Ninety-nine per cent of the freshwater ice in the world is locked into two great ice-sheets covering Greenland and Antarctica. If the Greenland Ice sheet melted, sea levels would rise by 20 feet. If the Antarctic ice sheet melted, they'd rise by 200 feet.

So it's pretty important for scientists to know what's happening to these two giant sheets of frozen water. In general, they know global temperatures are rising, so you'd expect those ice-sheets to be melting.

With 1000 monitoring stations in Greenland, they know ice there is melting and glaciers are flowing more rapidly to the sea. But Antarctica has few monitoring stations and it's much more difficult to find out what's happening there.
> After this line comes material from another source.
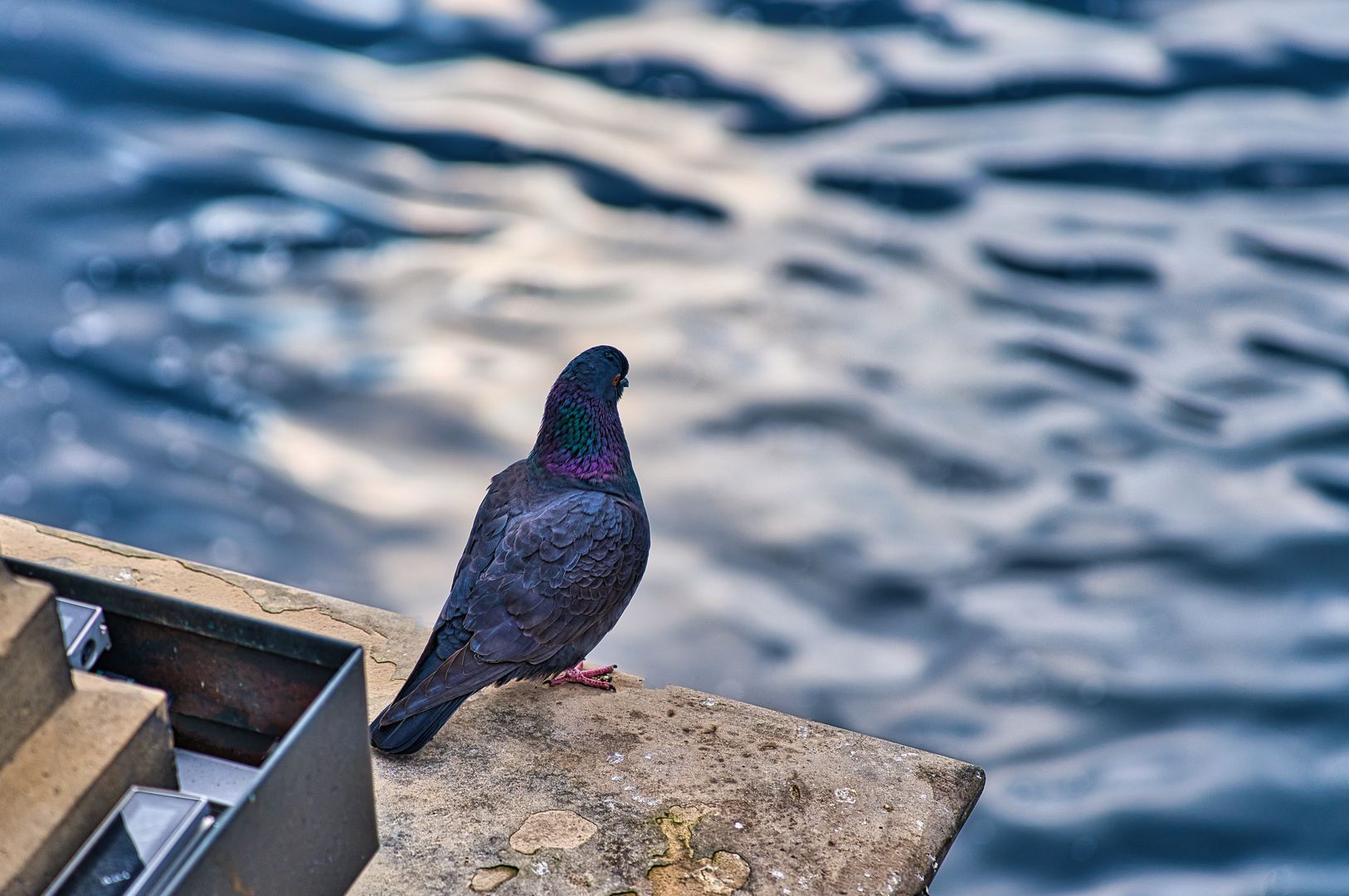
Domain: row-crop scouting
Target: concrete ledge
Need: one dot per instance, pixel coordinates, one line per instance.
(536, 790)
Now an international group of scientists, backed by the European Space Agency and NASA, have painted a picture that they say is "concerning".

That's the word used by Dr Andrew Shepherd of Leeds University who led the research. What they did was to combine all the observations made by 10 different satellites over the last 20 years and map what's happening to the ice sheets.

They found that melting ice from Antarctica and Greenland has increased sea levels by 11 millimetres since 1992. Doesn't sound too frightening does it? Eleven millimetres is less than half an inch.

But there are two reasons for their concern. The first is Antarctica. No-one really knew how much ice in the Antarctic was melting - and whether it was being replaced by snowfall. Different scientists had different estimates. But now, they've all got together and agreed Antarctic ice is being lost.

The second is the pace of what's happening. In 1992, melting ice from the two ice sheets were responsible for 10 per cent of the rise in sea level that scientists observed. Today that figure is about 30 per cent. Ice in Greenland is being lost five times faster than it was 20 years ago.

OK, don't rush out and build your own Noah's Ark just yet. This group of scientists have plotted ice loss over 20 years - and that's too short a period on which to base predictions.

But governments the world over would be foolish to ignore their concerns of this group of scientists when making big decisions about how to cut the amount of carbon dioxide we put into the atmosphere - the gas that most scientists believe is driving global warming.